L’Autriche se dit «extrêmement critique» de l’accord entre l’UE et la Turquie sur les migrants
Évoquant la situation de la liberté d’expression en Turquie, la ministre autrichienne de l’Intérieur n’a pas caché son opposition à l’accord controversé, toujours en phase de négociation entre Bruxelles et Ankara.
«Je me demande sérieusement si nous nous prenons, nous et nos valeurs, au sérieux ou si nous sommes en train de les jeter par-dessus bord», a déclaré Johanna Mikl-Leitner à la radio publique jeudi, ajoutant qu’elle était «extrêmement critique» envers les propositions faites par la Turquie à l'Union européenne.

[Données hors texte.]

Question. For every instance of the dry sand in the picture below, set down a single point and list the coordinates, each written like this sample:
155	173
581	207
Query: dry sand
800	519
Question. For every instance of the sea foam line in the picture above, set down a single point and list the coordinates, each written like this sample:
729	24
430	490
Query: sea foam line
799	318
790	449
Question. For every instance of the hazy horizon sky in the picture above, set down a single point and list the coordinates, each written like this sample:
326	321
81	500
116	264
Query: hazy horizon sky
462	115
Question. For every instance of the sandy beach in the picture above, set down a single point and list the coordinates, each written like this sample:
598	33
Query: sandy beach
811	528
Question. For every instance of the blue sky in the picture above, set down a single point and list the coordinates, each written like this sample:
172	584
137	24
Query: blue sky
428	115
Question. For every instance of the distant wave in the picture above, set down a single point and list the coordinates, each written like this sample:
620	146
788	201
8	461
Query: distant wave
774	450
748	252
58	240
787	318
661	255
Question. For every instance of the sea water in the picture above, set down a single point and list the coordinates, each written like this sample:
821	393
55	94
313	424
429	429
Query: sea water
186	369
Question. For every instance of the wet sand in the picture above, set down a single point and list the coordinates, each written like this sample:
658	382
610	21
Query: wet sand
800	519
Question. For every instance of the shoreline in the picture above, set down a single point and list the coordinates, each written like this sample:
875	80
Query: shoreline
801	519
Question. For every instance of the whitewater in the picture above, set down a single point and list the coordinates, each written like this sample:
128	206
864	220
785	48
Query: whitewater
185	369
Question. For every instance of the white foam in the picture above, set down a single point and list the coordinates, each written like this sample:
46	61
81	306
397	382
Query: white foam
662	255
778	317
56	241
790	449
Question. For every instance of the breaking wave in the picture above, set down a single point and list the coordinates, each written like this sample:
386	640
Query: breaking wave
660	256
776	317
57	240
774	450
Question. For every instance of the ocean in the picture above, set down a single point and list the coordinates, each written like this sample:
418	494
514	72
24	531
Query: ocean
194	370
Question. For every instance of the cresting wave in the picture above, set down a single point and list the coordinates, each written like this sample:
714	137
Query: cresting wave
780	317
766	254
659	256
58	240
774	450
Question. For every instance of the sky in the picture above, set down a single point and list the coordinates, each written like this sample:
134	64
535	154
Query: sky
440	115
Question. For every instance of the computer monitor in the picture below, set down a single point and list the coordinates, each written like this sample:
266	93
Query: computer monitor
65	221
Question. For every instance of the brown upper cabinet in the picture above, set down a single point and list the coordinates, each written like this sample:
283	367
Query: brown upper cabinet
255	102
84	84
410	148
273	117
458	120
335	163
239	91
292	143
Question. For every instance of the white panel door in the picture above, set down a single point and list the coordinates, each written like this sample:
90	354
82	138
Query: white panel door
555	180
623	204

La ministre a fait part de son étonnement quant au fait qu’Ankara se retrouve à la table des négociations après l’assaut des forces truques sur les quartiers généraux du quotidien Zaman.
Censuré en #Turquie, le journal #Zaman continue de défier Recep Tayyip Erdogan en français https://t.co/a9aZ1LyXecpic.twitter.com/dsAd9NtnNw
— RT France (@RTenfrancais) 7 mars 2016
«Je pense qu’il est discutable que la Turquie prenne le contrôle d’un journal critique envers le gouvernement et se tourne ensuite vers ici [à Bruxelles] trois jours après et mette une liste de souhaits sur la table», a déclaré la ministre.
L’Autriche n’a pas été la seule à faire part de critiques envers l’accord entre l’Union européenne et la Turquie. Des politiciens allemands, ainsi que plusieurs groupes de défense des droits de l’homme, se sont opposés à celui-ci.
Dans un entretien au quotidien régional Rheinische Post, le ministre de l’Intérieur bavarois Joachim Herrmann a affirmé jeudi que «nous ne devrions pas faire trop de concessions envers la Turquie».
Critiquant la perspective de voir les citoyens turcs voyager en Europe sans visa, il a rappelé la décision de l’Allemagne, en 2009, d’abolir les demandes de visa pour les ressortissants des Balkans, ce qui avait à l'époque fait «exploser» le nombre de demandes d’asile, selon lui.
Lundi, les dirigeants de l’Union européenne et de la Turquie se sont mis d’accord sur une stratégie pour faire face à la crise migratoire qui traverse le Vieux continent. Ankara a promis de prendre en charge un réfugié syrien de Grèce pour chaque réfugié syrien que l’UE acceptera des camps en Turquie. Toutefois, la mesure ne serait pas rétroactive et n’inclurait donc pas «les réfugiés déjà [présents] sur les îles grecques».
En échange de sa proposition, Ankara a demandé un financement de Bruxelles à hauteur de six milliards d’euros, une zone sans visa pour que ses citoyens puissent librement accéder aux pays de l’espace Schengen, et a réitéré sa volonté de rejoindre l’Union. L’accord devrait être finalisé à l’occasion du prochain sommet européen, qui se tiendra les 17 et 18 mars à Bruxelles.